I-6. Redistribute / Redraw Categories
A more finely tuned alternative to combining categories outright is to redistribute them – to redraw the lines so to speak. This can be done using any characteristic by which categories are differentiated.
To illustrate, returning to our example of the evil disloyal state of Death Santistan, instead of combining the entire state into one statewide statistic, you can surreptitiously redraw the geographic boundaries of the counties inside the state for the purposes of Dreaded Disease data like this – look at what happens when we change the county borders to the green lines:
Note: This does not mean you have to literally redraw the counties for political and other purposes like voting districts; all you’re doing is using different borders for the sole purpose of Dreaded Disease statistics. (The population however will assume that you mean the actual counties that exist and will therefore not realise you pulled a fast one over them.

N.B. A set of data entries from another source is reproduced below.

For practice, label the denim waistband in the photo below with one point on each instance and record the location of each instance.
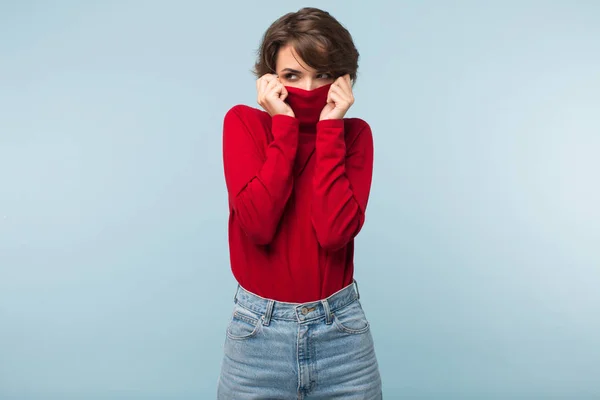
(301, 312)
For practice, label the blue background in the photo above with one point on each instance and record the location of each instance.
(479, 264)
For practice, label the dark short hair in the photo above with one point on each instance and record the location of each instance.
(318, 38)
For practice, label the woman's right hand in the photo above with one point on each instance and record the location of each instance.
(271, 95)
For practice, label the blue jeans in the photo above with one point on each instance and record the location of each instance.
(317, 350)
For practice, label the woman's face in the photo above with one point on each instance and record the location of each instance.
(292, 71)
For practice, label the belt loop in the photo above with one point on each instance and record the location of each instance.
(325, 303)
(356, 286)
(235, 295)
(268, 313)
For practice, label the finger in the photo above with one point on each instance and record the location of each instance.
(284, 93)
(272, 87)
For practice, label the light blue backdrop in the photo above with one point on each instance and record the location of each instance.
(479, 264)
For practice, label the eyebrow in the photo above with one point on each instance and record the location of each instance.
(295, 71)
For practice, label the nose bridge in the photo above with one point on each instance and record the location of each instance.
(309, 83)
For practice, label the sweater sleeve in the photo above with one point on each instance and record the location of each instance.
(342, 183)
(259, 183)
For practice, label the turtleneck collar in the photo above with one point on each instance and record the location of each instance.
(307, 104)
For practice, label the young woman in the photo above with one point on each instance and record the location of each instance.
(298, 176)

It’s called propaganda for a reason.)
I-7. Fluid Definitions
There are times when you may have the paradoxical need to use a specific definition for one thing but must also avoid that specific definition for something else. For such cases, you must act like a dictionary – dictionaries typically have multiple distinct definitions for one word, you can do the same.
For instance, the word “woman” is sometimes defined as “an adult human that possesses female anatomical and genetic characteristics,” such as when discussing a woman’s right to choose; and is sometimes defined as “a person who identifies as woman,” such as in the context of organised sports.